As Taiwanese plan how to use their consumer vouchers, the government is thinking about lending NT$4 trillion (US$121.27 billion) of the nation’s postal savings to small and medium-sized private banks and another NT$800 million to the Cabinet’s National Development Fund to help businesses resolve their problems.
The government’s spending spree is worrying. Adding to the burden of future generations in this uninhibited manner has engendered fears that the measures will drive Taiwan to the verge of bankruptcy.
Even more worrying is that the government is becoming increasingly opaque. Given its unsupervised power, this could well be the beginning of another type of crisis.
It is often said that politics is an authoritarian process for resource distribution. It determines, to use recent examples, who will be eligible for consumer vouchers and which companies will be given assistance. It may also determine who will benefit from the deregulation of cross-strait relations and who will be its victims.
In this process, the relationship between the public and the government is built on asymmetrical information. If those in power are not restrained by various forms of supervision, they may work to enrich themselves rather than concentrating on public welfare. Without accountability and supervisory mechanisms, there will be corruption.
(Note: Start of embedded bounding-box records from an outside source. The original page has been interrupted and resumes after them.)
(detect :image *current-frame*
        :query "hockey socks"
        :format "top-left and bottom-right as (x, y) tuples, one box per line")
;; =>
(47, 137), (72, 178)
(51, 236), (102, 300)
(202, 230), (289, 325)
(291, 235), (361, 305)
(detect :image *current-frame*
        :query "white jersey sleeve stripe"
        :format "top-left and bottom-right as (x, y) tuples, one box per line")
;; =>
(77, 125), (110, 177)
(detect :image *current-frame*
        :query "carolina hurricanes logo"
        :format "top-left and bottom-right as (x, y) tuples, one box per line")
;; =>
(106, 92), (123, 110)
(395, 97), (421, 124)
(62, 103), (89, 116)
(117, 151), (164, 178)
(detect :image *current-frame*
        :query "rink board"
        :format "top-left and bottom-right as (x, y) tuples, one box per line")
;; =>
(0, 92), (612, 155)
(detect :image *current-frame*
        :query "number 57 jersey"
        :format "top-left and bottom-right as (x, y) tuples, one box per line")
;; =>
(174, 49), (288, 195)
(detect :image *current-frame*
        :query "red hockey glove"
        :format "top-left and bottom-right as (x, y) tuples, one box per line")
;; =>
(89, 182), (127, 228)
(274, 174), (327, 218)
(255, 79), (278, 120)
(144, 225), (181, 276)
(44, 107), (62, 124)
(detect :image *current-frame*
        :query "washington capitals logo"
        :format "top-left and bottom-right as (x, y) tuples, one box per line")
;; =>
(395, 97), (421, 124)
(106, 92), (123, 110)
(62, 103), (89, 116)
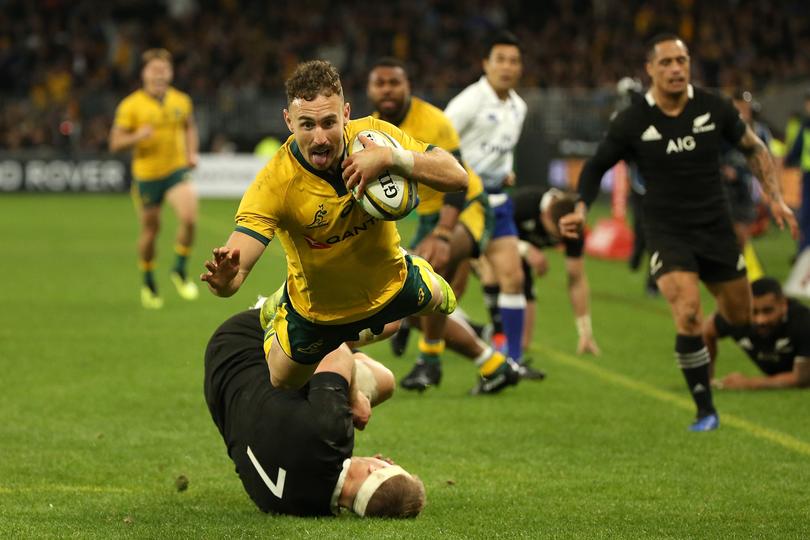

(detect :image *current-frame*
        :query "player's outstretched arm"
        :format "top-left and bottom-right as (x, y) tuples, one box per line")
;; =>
(715, 356), (810, 390)
(108, 124), (154, 152)
(200, 231), (264, 297)
(343, 135), (469, 196)
(739, 126), (799, 238)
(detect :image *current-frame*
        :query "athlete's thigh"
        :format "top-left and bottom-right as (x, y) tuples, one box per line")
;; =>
(656, 271), (701, 335)
(138, 200), (160, 231)
(706, 276), (751, 325)
(267, 336), (318, 389)
(166, 176), (199, 221)
(486, 236), (522, 277)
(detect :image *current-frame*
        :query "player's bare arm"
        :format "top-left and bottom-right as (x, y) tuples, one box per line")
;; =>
(739, 126), (799, 238)
(715, 356), (810, 390)
(343, 135), (469, 196)
(558, 201), (588, 240)
(200, 231), (265, 297)
(109, 124), (155, 152)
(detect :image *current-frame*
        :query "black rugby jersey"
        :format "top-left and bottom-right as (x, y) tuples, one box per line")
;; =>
(714, 298), (810, 375)
(579, 85), (745, 231)
(511, 187), (585, 257)
(205, 310), (354, 516)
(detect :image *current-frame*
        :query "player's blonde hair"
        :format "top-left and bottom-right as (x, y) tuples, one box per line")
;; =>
(141, 48), (172, 66)
(284, 60), (343, 104)
(365, 474), (425, 518)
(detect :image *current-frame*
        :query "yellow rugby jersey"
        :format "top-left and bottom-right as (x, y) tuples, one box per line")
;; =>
(236, 116), (430, 324)
(374, 97), (484, 215)
(114, 87), (193, 181)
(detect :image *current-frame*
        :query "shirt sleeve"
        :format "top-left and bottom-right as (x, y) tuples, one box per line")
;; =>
(113, 99), (137, 131)
(718, 96), (745, 146)
(373, 119), (434, 152)
(235, 167), (283, 246)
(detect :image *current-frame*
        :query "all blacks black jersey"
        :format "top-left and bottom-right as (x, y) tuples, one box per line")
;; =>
(511, 187), (585, 258)
(205, 310), (354, 516)
(714, 298), (810, 375)
(579, 85), (745, 231)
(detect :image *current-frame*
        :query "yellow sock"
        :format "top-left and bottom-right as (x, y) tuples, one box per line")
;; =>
(478, 350), (506, 377)
(743, 242), (765, 281)
(419, 337), (444, 356)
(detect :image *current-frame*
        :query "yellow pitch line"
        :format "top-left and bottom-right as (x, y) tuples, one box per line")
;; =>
(0, 484), (133, 494)
(540, 346), (810, 456)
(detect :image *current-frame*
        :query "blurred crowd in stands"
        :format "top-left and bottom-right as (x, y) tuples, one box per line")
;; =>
(0, 0), (810, 151)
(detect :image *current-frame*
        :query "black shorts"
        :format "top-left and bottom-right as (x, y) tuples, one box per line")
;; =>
(645, 221), (745, 283)
(205, 310), (354, 516)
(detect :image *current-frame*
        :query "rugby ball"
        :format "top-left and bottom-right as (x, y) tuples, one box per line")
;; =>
(349, 130), (419, 221)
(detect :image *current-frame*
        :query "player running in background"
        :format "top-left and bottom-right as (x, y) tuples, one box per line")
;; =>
(444, 32), (526, 368)
(512, 187), (600, 355)
(560, 34), (796, 431)
(200, 60), (468, 388)
(720, 91), (773, 281)
(367, 58), (517, 393)
(109, 49), (199, 309)
(703, 277), (810, 390)
(205, 309), (425, 518)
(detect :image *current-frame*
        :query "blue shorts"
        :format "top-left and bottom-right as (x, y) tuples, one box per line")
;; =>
(489, 193), (518, 240)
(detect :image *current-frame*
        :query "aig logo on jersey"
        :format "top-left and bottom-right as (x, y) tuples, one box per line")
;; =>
(667, 135), (697, 155)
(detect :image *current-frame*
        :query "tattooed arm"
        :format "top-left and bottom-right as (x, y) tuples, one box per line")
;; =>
(738, 126), (799, 238)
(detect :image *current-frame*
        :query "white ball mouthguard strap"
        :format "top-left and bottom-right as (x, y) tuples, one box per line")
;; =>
(352, 465), (410, 516)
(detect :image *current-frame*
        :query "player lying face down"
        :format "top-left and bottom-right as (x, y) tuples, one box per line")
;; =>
(205, 309), (425, 518)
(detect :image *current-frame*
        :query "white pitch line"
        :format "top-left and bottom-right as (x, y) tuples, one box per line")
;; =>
(540, 346), (810, 456)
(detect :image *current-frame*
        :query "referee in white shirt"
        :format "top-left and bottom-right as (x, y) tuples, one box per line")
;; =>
(444, 31), (527, 374)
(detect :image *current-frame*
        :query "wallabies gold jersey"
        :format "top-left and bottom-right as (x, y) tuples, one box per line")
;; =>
(114, 87), (192, 181)
(236, 116), (429, 324)
(374, 97), (484, 215)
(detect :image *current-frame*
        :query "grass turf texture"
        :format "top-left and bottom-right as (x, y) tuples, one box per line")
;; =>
(0, 196), (810, 538)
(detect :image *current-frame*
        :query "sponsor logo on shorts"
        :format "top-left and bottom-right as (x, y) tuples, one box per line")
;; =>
(306, 204), (329, 229)
(295, 339), (323, 354)
(650, 251), (664, 276)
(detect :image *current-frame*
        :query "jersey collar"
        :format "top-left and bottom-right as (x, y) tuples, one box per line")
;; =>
(290, 139), (349, 196)
(644, 84), (695, 107)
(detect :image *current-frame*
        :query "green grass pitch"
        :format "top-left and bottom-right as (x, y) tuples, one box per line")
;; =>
(0, 195), (810, 538)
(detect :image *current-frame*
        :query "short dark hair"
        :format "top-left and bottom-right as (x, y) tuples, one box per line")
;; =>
(548, 191), (577, 227)
(751, 277), (783, 298)
(284, 60), (343, 105)
(644, 32), (689, 62)
(369, 56), (408, 77)
(484, 30), (520, 58)
(365, 474), (425, 518)
(141, 48), (172, 66)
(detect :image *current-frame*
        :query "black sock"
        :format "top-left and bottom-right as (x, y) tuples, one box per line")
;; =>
(675, 334), (717, 418)
(484, 285), (503, 334)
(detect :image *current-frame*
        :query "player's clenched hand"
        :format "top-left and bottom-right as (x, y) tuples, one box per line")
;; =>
(770, 199), (799, 240)
(200, 247), (239, 294)
(577, 336), (602, 356)
(351, 392), (371, 431)
(342, 135), (394, 199)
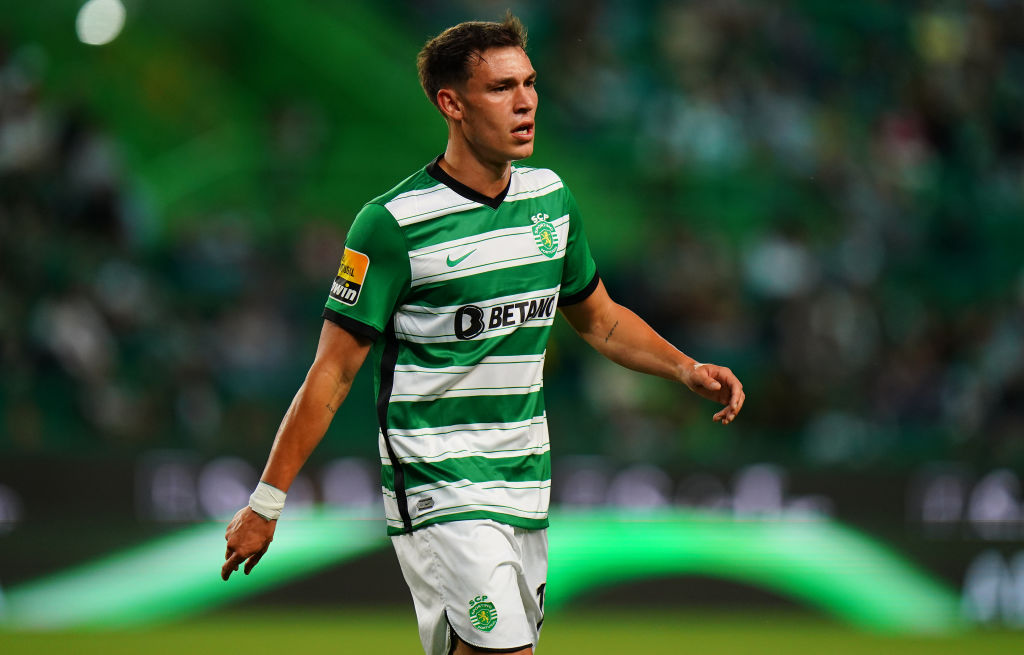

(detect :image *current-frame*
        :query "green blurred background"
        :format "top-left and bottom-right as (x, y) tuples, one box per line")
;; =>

Transparency is a premise for democratic accountability.
Filled with self-assurance, President Ma Ying-jeou (馬英九) believes his government is clean. If, however, government policy remains opaque and closed to the public for long and the public is given no opportunity to participate or express its views, it is questionable if anyone will be able to guarantee there won’t be a resumption of irregularities.
Regarding the problems that have haunted the Maokong Gondola, the Taipei City Government and Ma — mayor of Taipei when the project was launched — have been unable to show that there were no missteps concerning the choice of location, the design and planning process.
After Ma became president, cross-strait talks and deregulation accelerated. The problem is that the possible impact of these talks and whatever assessments the government has made remain largely unknown. Although public pressure forced the government to send the four agreements signed by representatives of the Association for Relations Across the Taiwan Strait and the Straits Exchange Foundation to the legislature for review, parts of these agreements have already been, or are about to be, implemented, even if they are still under legislative review. In addition, the Chinese Nationalist Party (KMT)-Chinese Communist Party communication platform the government relies on has no legal status, while conflicts of interest arise for several of the people participating in the negotiations.
When Democratic Progressive Party (DPP) Chairperson Tsai Ing-wen (蔡英文) requested a debate, the Presidential Office refused with an arrogant remark, saying that voters had made a clear and unambiguous choice on cross-strait policy on election day.
Many companies are beginning to cast covetous eyes on the massive National Development Fund, but we don’t know the government’s standards for determining which companies are to receive assistance, nor is there any supervisory mechanism.
When the DPP Cabinet ordered that NT$10 billion in postal savings be transferred to Sunny Bank, there were suspicions of conflicts of interest. Now that the current government wants to give out trillions of NT dollars, can we be sure there are no conflicts of interest, or do we know who will take responsibility if these investments incur losses?
Hawang Shiow-duan is a political science professor at Soochow University.